QUETTA, Pakistan — Two separate bomb blasts outside the offices of election candidates in southwestern Pakistan killed at least 26 people Wednesday, on the eve of a national election overshadowed by violence and allegations of poll rigging.
Authorities are deploying more than half a million security officers ahead of Thursday’s election, distributing ballot papers to over 90,000 polling stations.
Recent weeks have seen multiple security incidents. At least two candidates were fatally shot, and dozens of others have been targeted in attacks nationwide.
Jan Achakzai, caretaker information minister for Balochistan province, where the blasts occurred, said, “The aim of today’s blasts was to sabotage the election.”
Despite the attacks, Achakzai assured that the election would proceed as scheduled. “People of Balochistan will come out tomorrow without any fear,” he stated.
A first improvised explosive device (IED) detonated near the office of an independent candidate in Pishin district, about 50 kilometers (30 miles) from Quetta and 100 kilometers from the Afghan border, killing 12 people. Achakzai and Quetta police reported 25 injuries.
Another IED explosion in the city of Killa Saifullah, roughly 120 kilometers (75 miles) east, killed 12 people near the election office of a candidate from the Islamist Jamiat Ulema-e-Islam-F (JUI-F) party, according to Achakzai.

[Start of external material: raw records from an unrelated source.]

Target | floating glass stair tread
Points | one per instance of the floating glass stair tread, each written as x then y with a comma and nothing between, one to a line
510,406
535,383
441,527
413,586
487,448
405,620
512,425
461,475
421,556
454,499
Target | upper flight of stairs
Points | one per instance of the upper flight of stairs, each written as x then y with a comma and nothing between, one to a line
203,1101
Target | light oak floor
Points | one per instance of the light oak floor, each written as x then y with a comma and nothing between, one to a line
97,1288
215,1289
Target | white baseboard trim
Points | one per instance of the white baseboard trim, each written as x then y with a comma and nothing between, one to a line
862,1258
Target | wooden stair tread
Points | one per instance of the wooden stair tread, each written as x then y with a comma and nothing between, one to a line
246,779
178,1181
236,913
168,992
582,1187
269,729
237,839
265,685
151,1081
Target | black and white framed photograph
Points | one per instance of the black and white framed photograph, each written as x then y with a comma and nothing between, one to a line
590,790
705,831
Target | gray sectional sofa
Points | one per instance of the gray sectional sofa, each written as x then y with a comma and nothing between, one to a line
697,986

“The incident occurred in the city’s main bazaar, targeting the JUI-F’s election office,” a senior police official told AFP.
In July last year, a suicide bomber killed 44 people at a political gathering of the party in northwestern Khyber Pakhtunkhwa province.
While no immediate claim of responsibility was made for Wednesday’s blasts, Balochistan, Pakistan’s least populous but resource-rich province, has been a battleground for various militant groups seeking a greater share of its wealth and has faced attacks by the Islamic State group.